The tax will apply to regular and diet sodas, as well as other drinks with added sugar, such as Gatorade, lemonades and iced teas. It’s expected to raise $410 million over the next five years, most of which will go toward funding a universal pre-kindergarten program for the city, as well as toward parks and libraries.
While the city council vote was met with applause inside council chambers, opponents to the measure, including the soda lobby, issued sharp rebukes and a promise to challenge the tax in court.
“The tax passed today is a regressive tax that unfairly singles out beverages—including low- and no-calorie choices,” said Lauren Kane, spokeswoman for the American Beverage Association (ABA). “But most importantly, it is against the law. So we will side with the majority of the people of Philadelphia who oppose this tax and take legal action to stop it.”

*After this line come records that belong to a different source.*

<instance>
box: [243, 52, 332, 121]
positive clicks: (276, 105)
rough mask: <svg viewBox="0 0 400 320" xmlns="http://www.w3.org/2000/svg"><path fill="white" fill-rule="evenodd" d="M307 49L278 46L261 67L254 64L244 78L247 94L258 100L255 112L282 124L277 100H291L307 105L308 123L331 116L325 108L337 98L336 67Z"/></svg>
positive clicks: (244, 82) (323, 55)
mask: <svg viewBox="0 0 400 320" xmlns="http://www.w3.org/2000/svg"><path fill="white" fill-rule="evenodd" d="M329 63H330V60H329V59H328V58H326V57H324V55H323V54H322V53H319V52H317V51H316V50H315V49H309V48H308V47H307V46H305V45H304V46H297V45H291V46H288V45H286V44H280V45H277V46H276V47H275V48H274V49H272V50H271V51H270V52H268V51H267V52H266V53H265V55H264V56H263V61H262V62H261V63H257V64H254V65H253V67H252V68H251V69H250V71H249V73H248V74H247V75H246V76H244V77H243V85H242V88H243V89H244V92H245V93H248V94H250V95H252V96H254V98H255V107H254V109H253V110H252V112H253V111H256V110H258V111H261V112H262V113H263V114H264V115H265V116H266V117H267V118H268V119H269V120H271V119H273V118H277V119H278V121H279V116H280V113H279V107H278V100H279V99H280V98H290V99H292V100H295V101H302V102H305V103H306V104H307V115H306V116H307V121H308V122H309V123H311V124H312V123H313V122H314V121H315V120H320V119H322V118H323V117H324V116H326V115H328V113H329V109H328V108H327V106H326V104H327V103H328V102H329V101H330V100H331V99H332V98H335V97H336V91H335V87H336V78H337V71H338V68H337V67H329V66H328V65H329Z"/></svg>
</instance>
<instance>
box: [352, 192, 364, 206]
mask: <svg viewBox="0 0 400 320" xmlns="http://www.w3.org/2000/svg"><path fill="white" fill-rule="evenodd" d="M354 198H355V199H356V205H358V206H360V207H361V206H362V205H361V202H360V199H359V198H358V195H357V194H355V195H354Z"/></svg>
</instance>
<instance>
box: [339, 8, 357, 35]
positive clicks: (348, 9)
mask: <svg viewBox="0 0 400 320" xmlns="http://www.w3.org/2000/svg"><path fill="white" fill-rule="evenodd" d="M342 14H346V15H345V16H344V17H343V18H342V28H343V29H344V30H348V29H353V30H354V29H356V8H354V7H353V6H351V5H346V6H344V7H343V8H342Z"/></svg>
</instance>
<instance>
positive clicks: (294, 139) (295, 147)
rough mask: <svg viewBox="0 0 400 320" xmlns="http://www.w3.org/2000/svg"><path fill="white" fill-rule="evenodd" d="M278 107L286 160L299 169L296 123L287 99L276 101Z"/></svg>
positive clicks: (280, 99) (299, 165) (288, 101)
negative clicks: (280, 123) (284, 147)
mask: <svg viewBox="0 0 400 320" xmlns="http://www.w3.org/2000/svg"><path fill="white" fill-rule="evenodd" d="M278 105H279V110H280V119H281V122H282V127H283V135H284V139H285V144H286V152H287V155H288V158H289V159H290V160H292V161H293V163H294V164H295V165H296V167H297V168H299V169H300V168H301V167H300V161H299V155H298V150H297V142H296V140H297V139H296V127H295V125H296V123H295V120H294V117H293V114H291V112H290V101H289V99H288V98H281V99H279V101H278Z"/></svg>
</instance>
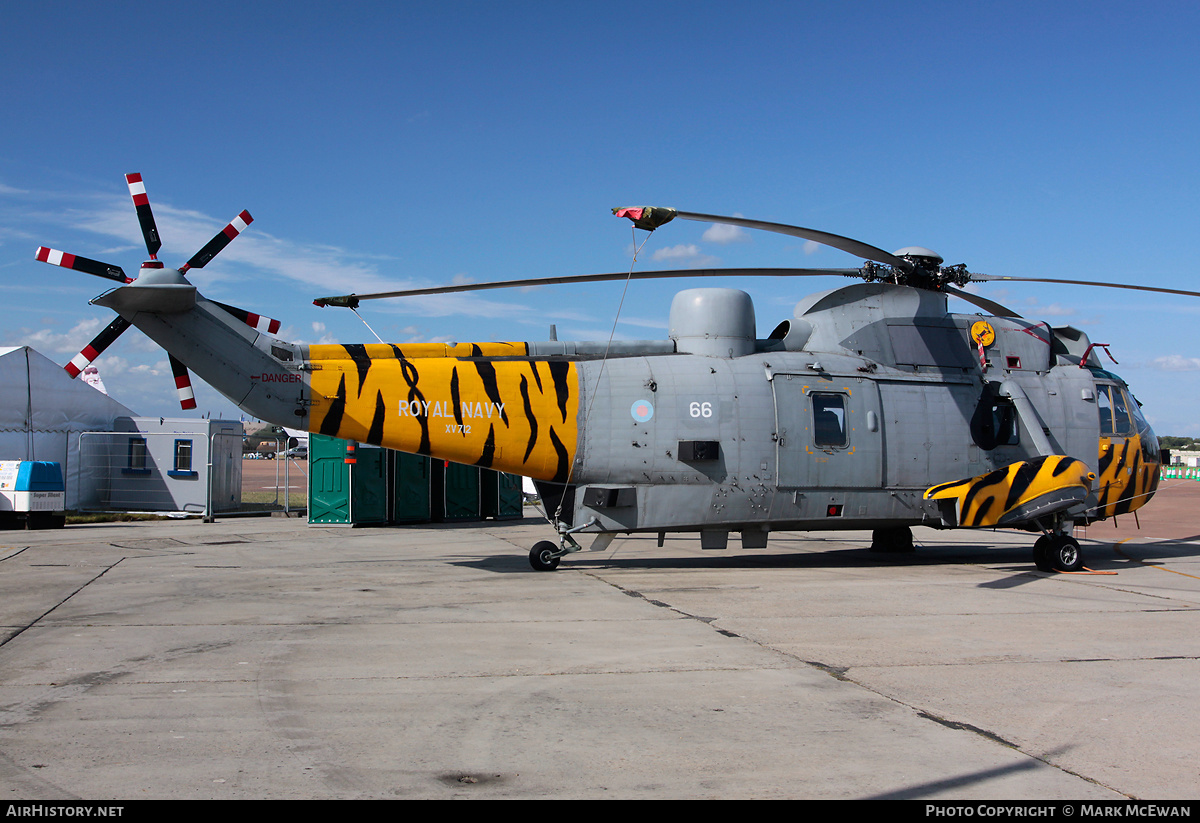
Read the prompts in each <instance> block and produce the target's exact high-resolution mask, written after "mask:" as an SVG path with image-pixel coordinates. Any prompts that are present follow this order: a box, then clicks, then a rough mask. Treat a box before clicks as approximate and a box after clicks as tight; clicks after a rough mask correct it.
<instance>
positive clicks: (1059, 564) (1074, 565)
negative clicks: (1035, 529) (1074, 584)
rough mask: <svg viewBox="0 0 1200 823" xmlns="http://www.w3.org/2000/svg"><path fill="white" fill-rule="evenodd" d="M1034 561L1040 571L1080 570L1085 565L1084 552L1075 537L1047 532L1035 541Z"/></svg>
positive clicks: (1071, 570)
mask: <svg viewBox="0 0 1200 823" xmlns="http://www.w3.org/2000/svg"><path fill="white" fill-rule="evenodd" d="M1033 563H1034V564H1036V565H1037V567H1038V569H1039V570H1040V571H1079V570H1080V569H1082V567H1084V552H1082V551H1081V549H1080V548H1079V542H1078V541H1076V540H1075V539H1074V537H1070V536H1068V535H1064V534H1045V535H1042V536H1040V537H1038V540H1037V542H1036V543H1033Z"/></svg>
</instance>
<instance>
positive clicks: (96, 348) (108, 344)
mask: <svg viewBox="0 0 1200 823" xmlns="http://www.w3.org/2000/svg"><path fill="white" fill-rule="evenodd" d="M128 328H130V322H128V320H126V319H125V318H124V317H119V318H116V319H115V320H113V322H112V323H109V324H108V325H107V326H106V328H104V330H103V331H101V332H100V334H98V335H96V338H95V340H94V341H91V342H90V343H88V346H85V347H84V348H83V352H80V353H79V354H77V355H76V356H73V358H71V362H68V364H67V365H66V366H64V368H65V370H67V374H70V376H71V377H79V373H80V372H82V371H83V370H84V368H86V367H88V366H89V365H90V364H91V361H92V360H95V359H96V358H98V356H100V355H101V354H103V353H104V349H107V348H108V347H109V346H112V344H113V342H114V341H115V340H116V338H118V337H120V336H121V332H124V331H125V330H126V329H128Z"/></svg>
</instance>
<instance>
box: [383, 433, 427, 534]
mask: <svg viewBox="0 0 1200 823" xmlns="http://www.w3.org/2000/svg"><path fill="white" fill-rule="evenodd" d="M389 458H390V459H391V518H390V519H391V522H392V523H428V522H430V519H431V518H432V509H431V505H430V491H431V482H432V477H431V475H432V471H431V465H430V458H428V457H426V456H425V455H406V453H404V452H402V451H391V452H389Z"/></svg>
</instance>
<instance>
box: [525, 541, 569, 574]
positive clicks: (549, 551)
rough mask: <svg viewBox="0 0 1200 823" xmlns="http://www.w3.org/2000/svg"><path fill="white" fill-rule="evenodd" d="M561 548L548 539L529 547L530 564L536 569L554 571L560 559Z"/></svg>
mask: <svg viewBox="0 0 1200 823" xmlns="http://www.w3.org/2000/svg"><path fill="white" fill-rule="evenodd" d="M559 551H560V549H559V548H558V546H556V545H554V543H552V542H550V541H548V540H542V541H541V542H540V543H536V545H534V547H533V548H530V549H529V565H530V566H533V569H534V571H554V570H556V569H558V560H559V559H560V557H562V555H560V554H559Z"/></svg>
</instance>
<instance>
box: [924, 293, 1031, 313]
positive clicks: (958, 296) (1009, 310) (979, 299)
mask: <svg viewBox="0 0 1200 823" xmlns="http://www.w3.org/2000/svg"><path fill="white" fill-rule="evenodd" d="M942 290H943V292H946V293H947V294H953V295H954V296H955V298H961V299H962V300H966V301H967V302H970V304H974V305H976V306H978V307H979V308H982V310H984V311H986V312H991V313H992V314H995V316H996V317H1018V318H1019V317H1020V314H1018V313H1016V312H1014V311H1013V310H1012V308H1009V307H1008V306H1001V305H1000V304H998V302H995V301H994V300H988V298H980V296H979V295H978V294H972V293H971V292H964V290H961V289H956V288H954V287H953V286H943V287H942Z"/></svg>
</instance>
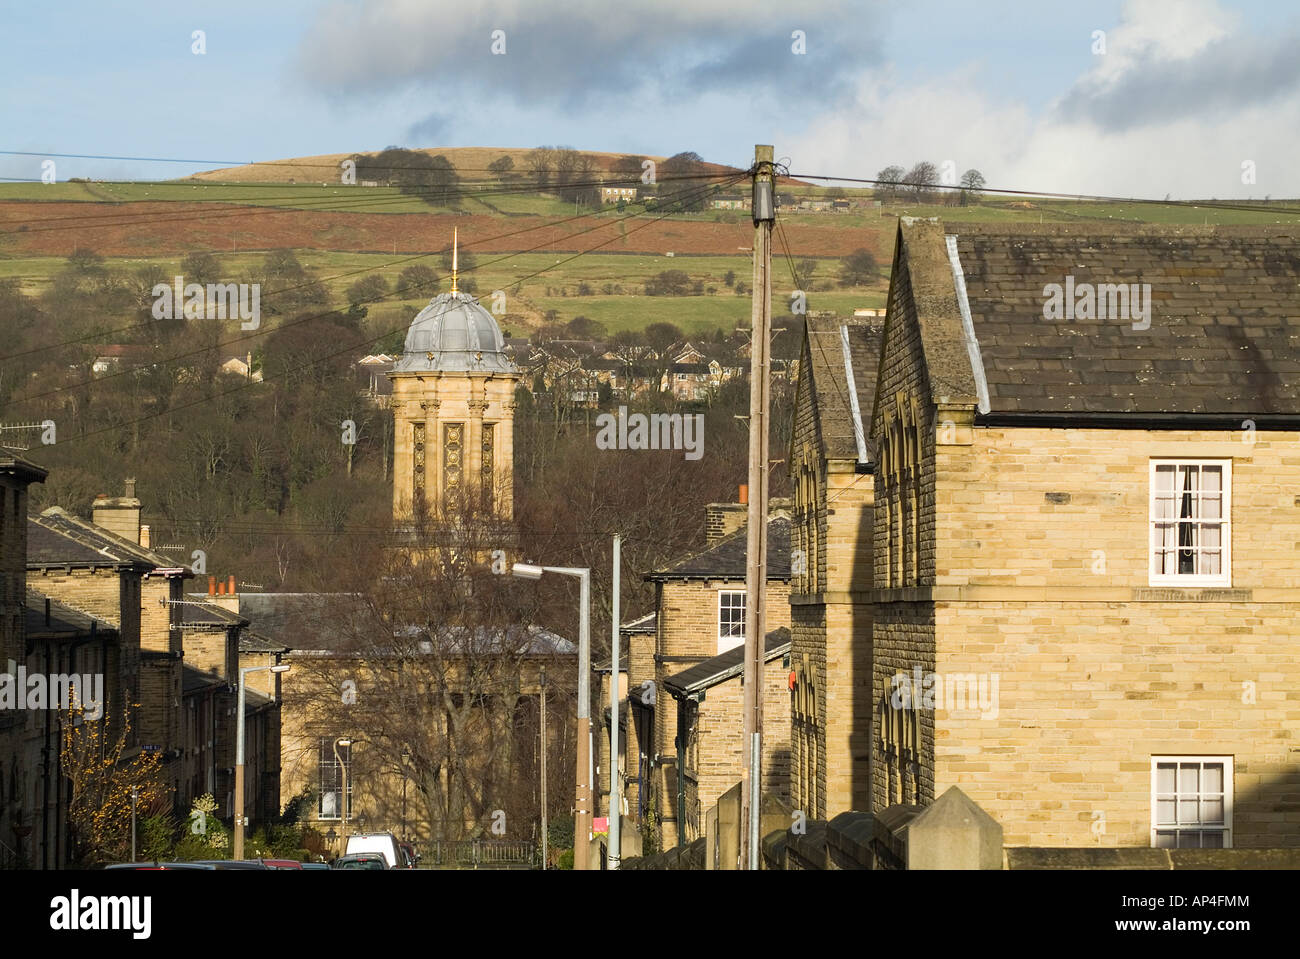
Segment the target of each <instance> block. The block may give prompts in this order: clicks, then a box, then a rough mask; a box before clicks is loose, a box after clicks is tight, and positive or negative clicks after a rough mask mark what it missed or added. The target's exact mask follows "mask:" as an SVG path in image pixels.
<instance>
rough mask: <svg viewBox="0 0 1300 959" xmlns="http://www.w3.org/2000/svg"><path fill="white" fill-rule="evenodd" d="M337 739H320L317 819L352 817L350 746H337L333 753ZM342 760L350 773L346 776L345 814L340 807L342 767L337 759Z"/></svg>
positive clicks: (342, 770)
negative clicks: (345, 800)
mask: <svg viewBox="0 0 1300 959" xmlns="http://www.w3.org/2000/svg"><path fill="white" fill-rule="evenodd" d="M335 742H337V739H334V738H326V739H321V752H320V774H321V790H320V803H318V808H317V811H316V812H317V819H351V817H352V777H351V772H352V747H351V746H343V745H339V746H338V755H337V756H335V754H334V743H335ZM339 759H342V760H343V765H346V767H347V772H348V773H350V774H348V777H347V810H346V812H347V816H344V815H343V812H344V810H343V807H342V791H343V767H341V765H339V763H338V760H339Z"/></svg>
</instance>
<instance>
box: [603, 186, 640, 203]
mask: <svg viewBox="0 0 1300 959" xmlns="http://www.w3.org/2000/svg"><path fill="white" fill-rule="evenodd" d="M636 199H637V188H636V187H621V186H620V187H601V203H617V201H619V200H623V201H624V203H632V201H633V200H636Z"/></svg>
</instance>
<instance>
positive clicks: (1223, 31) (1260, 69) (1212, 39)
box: [1057, 0, 1300, 131]
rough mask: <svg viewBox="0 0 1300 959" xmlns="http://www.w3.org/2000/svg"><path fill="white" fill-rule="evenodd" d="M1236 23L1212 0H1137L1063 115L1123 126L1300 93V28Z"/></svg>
mask: <svg viewBox="0 0 1300 959" xmlns="http://www.w3.org/2000/svg"><path fill="white" fill-rule="evenodd" d="M1232 26H1234V19H1232V18H1231V17H1229V16H1227V14H1226V13H1223V12H1222V10H1219V9H1218V8H1217V6H1216V5H1214V4H1212V3H1195V4H1191V5H1188V4H1171V3H1170V0H1143V1H1141V3H1131V4H1130V5H1128V6H1127V8H1126V10H1125V19H1123V21H1122V23H1121V26H1119V27H1117V29H1115V30H1113V31H1109V32H1108V36H1106V53H1105V55H1101V56H1099V57H1096V60H1097V65H1096V66H1095V68H1093V69H1092V70H1091V71H1089V73H1088V74H1087V75H1084V77H1082V78H1080V79H1079V81H1078V82H1076V83H1075V86H1074V87H1073V88H1071V90H1070V91H1069V92H1067V94H1066V95H1065V96H1063V97H1062V99H1061V100H1060V103H1058V104H1057V112H1058V114H1060V117H1061V120H1063V121H1066V122H1074V121H1089V122H1092V123H1095V125H1097V126H1099V127H1101V129H1105V130H1112V131H1125V130H1131V129H1135V127H1139V126H1145V125H1154V123H1167V122H1174V121H1180V120H1184V118H1188V117H1197V118H1201V120H1205V118H1208V117H1209V116H1212V114H1213V116H1225V114H1229V113H1235V112H1240V110H1242V109H1249V108H1253V107H1258V105H1260V104H1262V103H1266V101H1271V100H1275V99H1278V97H1284V96H1287V95H1294V94H1297V92H1300V57H1297V56H1296V47H1297V45H1300V31H1296V30H1292V31H1291V32H1287V34H1279V35H1271V36H1249V35H1230V32H1229V30H1230V29H1231V27H1232Z"/></svg>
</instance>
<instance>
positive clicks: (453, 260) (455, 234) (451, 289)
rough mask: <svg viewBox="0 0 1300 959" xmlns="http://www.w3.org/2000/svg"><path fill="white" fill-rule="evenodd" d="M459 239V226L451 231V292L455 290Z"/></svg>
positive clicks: (458, 245)
mask: <svg viewBox="0 0 1300 959" xmlns="http://www.w3.org/2000/svg"><path fill="white" fill-rule="evenodd" d="M459 240H460V227H459V226H458V227H456V229H454V230H452V231H451V292H456V248H458V246H459Z"/></svg>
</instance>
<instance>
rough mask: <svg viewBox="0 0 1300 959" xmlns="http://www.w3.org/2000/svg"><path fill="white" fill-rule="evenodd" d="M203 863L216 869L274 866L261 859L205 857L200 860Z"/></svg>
mask: <svg viewBox="0 0 1300 959" xmlns="http://www.w3.org/2000/svg"><path fill="white" fill-rule="evenodd" d="M200 863H201V864H203V865H211V867H212V868H214V869H269V868H272V867H269V865H266V864H265V863H264V862H261V860H260V859H203V860H200Z"/></svg>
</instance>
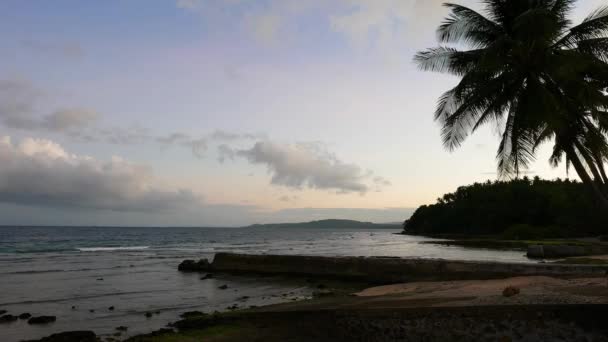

An industry-backed anti-tax campaign has spent at least $4 million on ads that trashed the measure, characterizing it as a “grocery tax.”
Public health groups applauded the approved tax as a step toward fixing certain chronic health issues that plague Americans. ”The move to recapture a sliver of profits from an industry that pushes a product that contributes to diabetes, obesity and heart disease in poorer communities in order to reinvest in those communities is sure be inspirational to many other places,” said Jim Krieger, executive director of Healthy Food America. “Indeed, we are already hearing from some of them. It’s not ‘just Berkeley’ anymore.”
Similar measures in Albany, California, Oakland, San Francisco and Boulder, Colorado are becoming hot-button issues—and health advocacy groups have hinted that even more might be coming down the pike.